Yes you can get an ap for your phone. But still…it’s the being still that is the hard part.

But this week I read a new book that breaks down the entire why and how and when. The book is called “The Mind Illuminated” By Culadasa (also known as John Yates, PhD.) The unique aspect of this treatise on meditation is that it brings Buddhist meditation and neuroscience together—so its got the best of the ancient and the most modern thinking and concepts. 

This is a book to read from front-to-back if you are that kind of learner, or one to scan for the parts you need: where to meditate and what is a mantra? Etc.

If you want to have a very direct experience of these principles and this teacher, Dr Yates will be doing a workshop at the NYC Insight Meditation Center on January 20 to 22nd. 28 West 27th Street.  It’s a weekend workshop, so contact them to sign up. He will also be speaking/signing in Beacon, NY on Sunday January 29th 2:30 pm at BeBhakti Yoga, 89 DeWindt Street.

Monday, January 02, 2017

The Other Program

Here is another one of those changes that happens to us in long-term recovery: Many of us start to go to --or go back to –Alanon. Some times a sponsor makes the suggestion, or maybe we start to notice some women who have as many years in recovery as we do but it seems like they struggle less at home, or at work, or with themselves.
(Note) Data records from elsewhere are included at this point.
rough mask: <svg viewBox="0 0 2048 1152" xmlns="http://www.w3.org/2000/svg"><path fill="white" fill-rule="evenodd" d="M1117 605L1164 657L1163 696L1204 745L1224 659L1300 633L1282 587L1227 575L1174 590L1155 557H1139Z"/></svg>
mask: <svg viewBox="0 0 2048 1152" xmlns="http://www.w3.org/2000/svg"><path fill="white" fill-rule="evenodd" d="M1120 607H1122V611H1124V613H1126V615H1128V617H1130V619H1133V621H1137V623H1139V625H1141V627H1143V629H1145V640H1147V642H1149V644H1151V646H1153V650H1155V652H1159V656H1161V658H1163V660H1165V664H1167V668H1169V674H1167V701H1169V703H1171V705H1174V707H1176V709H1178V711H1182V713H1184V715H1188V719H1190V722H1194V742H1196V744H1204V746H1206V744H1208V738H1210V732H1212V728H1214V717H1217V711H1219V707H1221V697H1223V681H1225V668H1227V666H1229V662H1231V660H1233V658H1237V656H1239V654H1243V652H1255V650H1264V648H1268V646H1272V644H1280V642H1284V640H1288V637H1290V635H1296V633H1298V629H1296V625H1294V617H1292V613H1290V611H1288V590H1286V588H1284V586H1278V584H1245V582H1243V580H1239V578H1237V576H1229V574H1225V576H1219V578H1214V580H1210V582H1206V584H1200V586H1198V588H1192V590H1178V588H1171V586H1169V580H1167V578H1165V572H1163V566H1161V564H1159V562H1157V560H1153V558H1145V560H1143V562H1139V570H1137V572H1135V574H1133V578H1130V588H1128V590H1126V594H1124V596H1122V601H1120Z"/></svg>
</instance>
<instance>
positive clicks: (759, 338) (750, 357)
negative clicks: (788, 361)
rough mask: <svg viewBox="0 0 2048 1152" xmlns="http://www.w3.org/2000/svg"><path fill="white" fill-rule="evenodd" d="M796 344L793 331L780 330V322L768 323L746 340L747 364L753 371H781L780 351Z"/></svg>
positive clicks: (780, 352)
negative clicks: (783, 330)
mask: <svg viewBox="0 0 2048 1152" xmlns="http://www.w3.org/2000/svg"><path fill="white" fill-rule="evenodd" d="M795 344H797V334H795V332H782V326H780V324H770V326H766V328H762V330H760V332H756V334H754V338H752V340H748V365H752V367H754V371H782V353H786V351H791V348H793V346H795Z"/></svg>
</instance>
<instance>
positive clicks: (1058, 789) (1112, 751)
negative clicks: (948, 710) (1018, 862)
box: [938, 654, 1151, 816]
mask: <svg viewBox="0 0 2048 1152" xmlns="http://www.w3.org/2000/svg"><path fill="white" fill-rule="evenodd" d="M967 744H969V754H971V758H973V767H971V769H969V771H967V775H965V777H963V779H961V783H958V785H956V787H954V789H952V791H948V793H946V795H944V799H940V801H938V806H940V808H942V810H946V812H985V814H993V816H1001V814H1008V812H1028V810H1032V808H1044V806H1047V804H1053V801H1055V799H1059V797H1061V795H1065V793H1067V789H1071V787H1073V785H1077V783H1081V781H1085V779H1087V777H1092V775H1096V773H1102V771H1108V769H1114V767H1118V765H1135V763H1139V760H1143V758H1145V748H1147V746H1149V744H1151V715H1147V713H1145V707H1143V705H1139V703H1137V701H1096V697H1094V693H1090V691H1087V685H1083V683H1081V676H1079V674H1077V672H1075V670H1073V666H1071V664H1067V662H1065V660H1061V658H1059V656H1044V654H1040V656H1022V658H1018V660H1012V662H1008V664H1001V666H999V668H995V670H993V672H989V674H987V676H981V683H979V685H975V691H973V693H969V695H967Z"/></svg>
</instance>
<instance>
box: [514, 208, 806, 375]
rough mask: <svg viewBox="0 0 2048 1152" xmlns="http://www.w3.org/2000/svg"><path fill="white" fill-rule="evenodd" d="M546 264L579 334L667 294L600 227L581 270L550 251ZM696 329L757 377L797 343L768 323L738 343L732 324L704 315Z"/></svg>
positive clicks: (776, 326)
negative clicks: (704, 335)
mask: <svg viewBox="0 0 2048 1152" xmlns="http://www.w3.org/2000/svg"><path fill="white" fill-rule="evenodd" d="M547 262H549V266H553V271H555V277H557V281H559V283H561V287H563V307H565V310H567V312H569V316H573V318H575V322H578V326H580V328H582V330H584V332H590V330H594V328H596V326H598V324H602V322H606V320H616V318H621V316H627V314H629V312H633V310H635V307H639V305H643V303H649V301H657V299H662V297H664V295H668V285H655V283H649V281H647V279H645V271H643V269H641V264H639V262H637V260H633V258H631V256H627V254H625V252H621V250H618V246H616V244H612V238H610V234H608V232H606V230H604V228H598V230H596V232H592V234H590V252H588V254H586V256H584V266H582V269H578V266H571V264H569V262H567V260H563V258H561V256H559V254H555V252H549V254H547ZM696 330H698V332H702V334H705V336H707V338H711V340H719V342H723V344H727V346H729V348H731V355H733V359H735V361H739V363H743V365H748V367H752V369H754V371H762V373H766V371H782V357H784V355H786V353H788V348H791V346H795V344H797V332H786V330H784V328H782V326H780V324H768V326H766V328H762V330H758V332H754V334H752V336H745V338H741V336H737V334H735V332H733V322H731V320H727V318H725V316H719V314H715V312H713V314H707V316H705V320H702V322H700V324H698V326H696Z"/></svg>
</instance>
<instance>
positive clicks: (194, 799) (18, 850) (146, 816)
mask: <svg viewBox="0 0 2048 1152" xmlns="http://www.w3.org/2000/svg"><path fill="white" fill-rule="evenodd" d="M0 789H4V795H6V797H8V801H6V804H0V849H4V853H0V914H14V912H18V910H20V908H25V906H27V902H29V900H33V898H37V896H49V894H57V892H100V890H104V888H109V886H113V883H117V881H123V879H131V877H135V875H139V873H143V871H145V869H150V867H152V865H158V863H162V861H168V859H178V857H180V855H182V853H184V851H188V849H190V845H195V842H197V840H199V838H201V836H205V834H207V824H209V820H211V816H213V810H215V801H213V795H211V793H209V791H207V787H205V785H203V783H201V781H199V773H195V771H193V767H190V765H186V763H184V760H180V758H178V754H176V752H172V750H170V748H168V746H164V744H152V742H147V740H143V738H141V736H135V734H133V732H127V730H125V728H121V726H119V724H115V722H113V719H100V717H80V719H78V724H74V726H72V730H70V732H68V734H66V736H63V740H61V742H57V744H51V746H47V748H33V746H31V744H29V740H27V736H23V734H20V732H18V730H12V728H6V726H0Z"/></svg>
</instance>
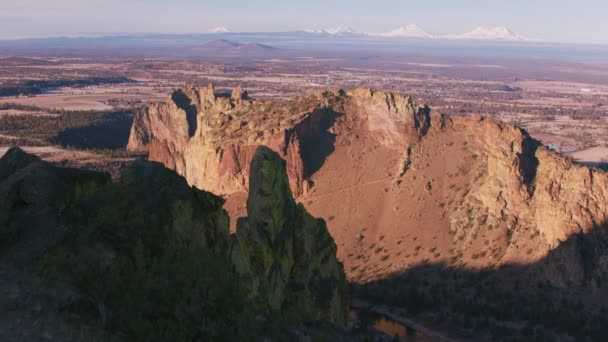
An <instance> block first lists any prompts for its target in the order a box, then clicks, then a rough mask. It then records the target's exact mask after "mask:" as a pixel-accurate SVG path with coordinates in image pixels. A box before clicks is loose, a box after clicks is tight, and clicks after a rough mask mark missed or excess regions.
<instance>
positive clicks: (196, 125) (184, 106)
mask: <svg viewBox="0 0 608 342" xmlns="http://www.w3.org/2000/svg"><path fill="white" fill-rule="evenodd" d="M171 99H172V100H173V102H175V104H176V105H177V106H178V107H179V108H181V109H183V110H184V112H186V121H188V136H190V137H192V136H194V133H195V132H196V126H197V123H196V114H197V113H198V109H197V108H196V106H195V105H193V104H192V101H191V100H190V98H189V97H188V96H187V95H186V94H184V93H183V92H182V91H181V90H178V91H175V92H173V94H172V95H171Z"/></svg>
When we ask them we found out that they were practicing an AA program and Alanon.
It’s a funny thing about recovery from addiction. In the early years we had to learn to be less selfish. We learned to consider the impact of our behavior on other people. 

We identified with the Big Book story about the man who comes out of the storm cellar, surveys all the damage and declares, “Look Ma, ain’t it grand the wind stopped blowing.” We laughed. Oh yeah, no one—especially those near and dear-- is applauding that we simply stopped drinking. 
So we learned to listen more, and to consider the needs of others, to concede, to compromise.
But then, if we keep at our recovery, we reach a point where we actually have to learn to be selfish again. You may hate that word and prefer “self-caring”, but really selfish can be a good thing. It’s almost like we have to go back over the old ground again and say, “So what do I want?” and, “What do I need—even if it makes someone else unhappy?” 
And now, with some sober time, we can learn to take care of ourselves and let other people be unhappy—or deal with their own feelings.  Yes, it’s another one of those paradoxes in the program. 
And when we find that it’s hard to know what we want, or to ask for what we want, someone near us—maybe sponsor or a friend in our home group notices. They see that we don’t take care of our needs and we are invited—or sent—to an Alanon meeting.
This is another reason why we want to keep going to meetings even after years and years of recovery—we want to keep growing in all the ways that—on the surface—have little to do with consuming alcohol, but which have everything to do with living a sober life.
And this too: After many years in AA most of us have friends and probably partners who are, yeah, alcoholics—they may be sober but still it’s our thinking as much as our drinking that keeps all of us coming back.
Rules for beginners in Alanon are the same as in other twelve-step programs: try six meetings, try different meetings, raise your hand, listen to the people with experience, read the literature and even do service. And try not to compare.
It’s hard to be a beginner again, but the big payoff is that there’s a real multiplier effect when we are working both programs.  It’s the best of both worlds: To be able to care for yourself and for others with honesty and peace. Detaching with love. Continuing to grow. One Day at a Time.